- Interactive map of King Creek
- Coordinates: 43°54′3″N 79°36′42″W﻿ / ﻿43.90083°N 79.61167°W
- Country: Canada
- Province: Ontario
- Regional Municipality: York
- Township: King

Government
- • Township mayor: Steve Pellegrini
- • MP: Anna Roberts
- • MPP: Stephen Lecce
- • Councillor: David Boyd (Ward 2)
- Time zone: UTC-5 (EST)
- • Summer (DST): UTC-4 (EDT)
- Forward sortation area: L0G
- Area codes: 905 and 289
- NTS Map: 030M13
- GNBC Code: FBUQN

= King Creek, Ontario =

King Creek is a community in King township, Ontario, Canada. The community took its name from King Creek, the former name for the East Humber River, and was once known as Stoke's Hollow.

== History ==
Settled by Christopher Stokes in 1834, the community grew around his grist and flour mill, as well as a general store. Starting in 1866, the general store accommodated the King Creek post office.

In July 1937, a plan of subdivision was registered for Humber Trails as a summer residential district nestled in the valley around King Creek west of Mill Road.

After Hurricane Hazel, in the fall of 1954, the Toronto Regional Park Authority expropriated the land creating the Humber Trails Conservation area. One street named Elmpine Trails, on the south side of the King Creek, was not expropriated as the homes were on high ground with no chance of a flood damaging the houses. Several properties on Mill Road were also not expropriated for the same reason. For approximately fifteen years the Humber Trails Conservation Area was a manicured park. However a decision was made to allow the park to become a nature preserve.

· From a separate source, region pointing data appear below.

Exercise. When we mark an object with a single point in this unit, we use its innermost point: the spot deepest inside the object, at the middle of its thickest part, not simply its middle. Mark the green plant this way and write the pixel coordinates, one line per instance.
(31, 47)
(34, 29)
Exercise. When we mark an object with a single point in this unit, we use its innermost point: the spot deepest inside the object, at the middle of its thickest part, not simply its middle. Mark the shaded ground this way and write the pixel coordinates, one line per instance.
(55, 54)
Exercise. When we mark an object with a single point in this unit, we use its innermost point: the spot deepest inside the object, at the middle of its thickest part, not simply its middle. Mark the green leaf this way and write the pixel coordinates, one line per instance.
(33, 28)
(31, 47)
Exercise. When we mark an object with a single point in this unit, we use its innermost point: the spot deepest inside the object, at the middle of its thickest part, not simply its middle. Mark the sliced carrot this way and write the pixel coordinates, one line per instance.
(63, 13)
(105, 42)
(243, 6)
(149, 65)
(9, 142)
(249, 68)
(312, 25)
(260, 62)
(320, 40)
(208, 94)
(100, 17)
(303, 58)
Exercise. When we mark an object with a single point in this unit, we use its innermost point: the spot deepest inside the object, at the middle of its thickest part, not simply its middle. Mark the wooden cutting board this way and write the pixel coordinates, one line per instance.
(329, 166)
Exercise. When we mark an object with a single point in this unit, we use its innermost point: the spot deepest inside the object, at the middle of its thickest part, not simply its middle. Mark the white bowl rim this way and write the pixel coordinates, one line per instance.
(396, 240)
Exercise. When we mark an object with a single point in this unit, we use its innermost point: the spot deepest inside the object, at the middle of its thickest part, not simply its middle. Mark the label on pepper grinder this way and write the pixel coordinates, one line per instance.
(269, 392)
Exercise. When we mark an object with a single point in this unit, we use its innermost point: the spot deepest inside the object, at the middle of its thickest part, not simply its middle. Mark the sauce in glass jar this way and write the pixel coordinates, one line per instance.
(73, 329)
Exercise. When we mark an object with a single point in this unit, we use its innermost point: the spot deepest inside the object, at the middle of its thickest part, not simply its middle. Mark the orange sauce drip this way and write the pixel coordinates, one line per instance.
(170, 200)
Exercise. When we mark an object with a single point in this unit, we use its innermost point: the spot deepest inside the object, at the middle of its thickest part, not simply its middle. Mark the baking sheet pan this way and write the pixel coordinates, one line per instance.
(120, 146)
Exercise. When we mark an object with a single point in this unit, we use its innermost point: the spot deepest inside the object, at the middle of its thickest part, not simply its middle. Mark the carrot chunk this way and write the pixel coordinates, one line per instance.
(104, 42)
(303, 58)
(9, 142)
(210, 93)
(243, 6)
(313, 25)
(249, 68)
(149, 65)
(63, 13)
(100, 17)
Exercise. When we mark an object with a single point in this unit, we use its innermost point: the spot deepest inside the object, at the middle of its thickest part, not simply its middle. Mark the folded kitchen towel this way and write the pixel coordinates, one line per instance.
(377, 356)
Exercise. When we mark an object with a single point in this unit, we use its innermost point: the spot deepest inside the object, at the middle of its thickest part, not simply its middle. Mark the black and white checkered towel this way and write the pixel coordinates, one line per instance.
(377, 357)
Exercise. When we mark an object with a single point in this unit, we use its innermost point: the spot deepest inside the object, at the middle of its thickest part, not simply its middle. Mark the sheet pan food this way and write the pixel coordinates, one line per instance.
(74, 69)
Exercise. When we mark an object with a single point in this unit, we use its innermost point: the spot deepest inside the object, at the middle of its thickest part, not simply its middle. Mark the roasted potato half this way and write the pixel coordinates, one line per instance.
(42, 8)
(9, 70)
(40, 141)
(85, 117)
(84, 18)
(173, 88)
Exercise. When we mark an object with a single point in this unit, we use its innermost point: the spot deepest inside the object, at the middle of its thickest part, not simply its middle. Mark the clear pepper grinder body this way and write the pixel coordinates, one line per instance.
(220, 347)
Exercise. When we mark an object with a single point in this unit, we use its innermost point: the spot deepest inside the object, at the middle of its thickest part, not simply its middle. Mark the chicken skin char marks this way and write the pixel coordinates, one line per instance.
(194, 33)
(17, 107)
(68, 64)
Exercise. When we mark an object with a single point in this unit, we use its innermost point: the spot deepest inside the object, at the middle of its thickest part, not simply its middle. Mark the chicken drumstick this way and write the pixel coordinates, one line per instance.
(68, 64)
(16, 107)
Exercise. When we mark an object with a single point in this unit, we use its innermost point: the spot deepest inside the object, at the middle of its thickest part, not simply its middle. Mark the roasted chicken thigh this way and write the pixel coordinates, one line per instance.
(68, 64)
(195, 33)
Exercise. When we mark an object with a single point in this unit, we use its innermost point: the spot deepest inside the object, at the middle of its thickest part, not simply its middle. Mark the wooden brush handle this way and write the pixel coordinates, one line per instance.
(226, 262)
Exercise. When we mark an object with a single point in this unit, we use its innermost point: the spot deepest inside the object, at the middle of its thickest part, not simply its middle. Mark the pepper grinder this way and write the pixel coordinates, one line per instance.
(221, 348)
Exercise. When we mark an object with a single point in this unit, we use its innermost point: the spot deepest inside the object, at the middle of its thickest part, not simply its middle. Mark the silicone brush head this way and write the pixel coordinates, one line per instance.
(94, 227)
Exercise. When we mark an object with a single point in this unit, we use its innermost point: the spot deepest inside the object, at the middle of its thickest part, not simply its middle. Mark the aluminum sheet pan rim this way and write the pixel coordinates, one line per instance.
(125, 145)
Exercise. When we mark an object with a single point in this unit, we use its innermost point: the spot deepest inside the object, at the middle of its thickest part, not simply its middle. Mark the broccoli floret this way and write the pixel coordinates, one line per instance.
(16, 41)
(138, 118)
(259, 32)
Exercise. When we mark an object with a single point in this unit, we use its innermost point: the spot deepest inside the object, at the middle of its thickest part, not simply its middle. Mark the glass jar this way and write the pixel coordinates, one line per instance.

Today there are few signs that streets and homes and later, a manicured park had existed in the valley, except for a few walking paths and a King Creek post office structure that was assimilated into the buildings of a private residence and working farm located on either side of Mill Road, King Township, Ontario, Canada. The area is located immediately east of Nobleton. To the east is King City. Residents vote in Ward 2 in King Township municipal elections.

In 2023, the government of Ontario announced that Vianet, Inc., would be providing high-speed Internet services to the King Creek community.

==Environment==
The Humber Trails Forest and Wildlife Area is a protected park in King Township. A tributary to the Humber River (Ontario), the East Humber River, formerly The King Creek passes through this park.

The King Creek Marsh is a provincially significant wetland, wholly marshes, primarily composed of submergent vegetation and narrow-leaved emergents. It rests upon a 41,800 square metre palustrine site of clay, loam and silt.

==In film==
- An episode of The Forest Rangers, "The Dog Catcher", was shot at King Creek in 1963. Mill Road and Elmpine Trail can be seen, as well as the former concrete bridge over the creek.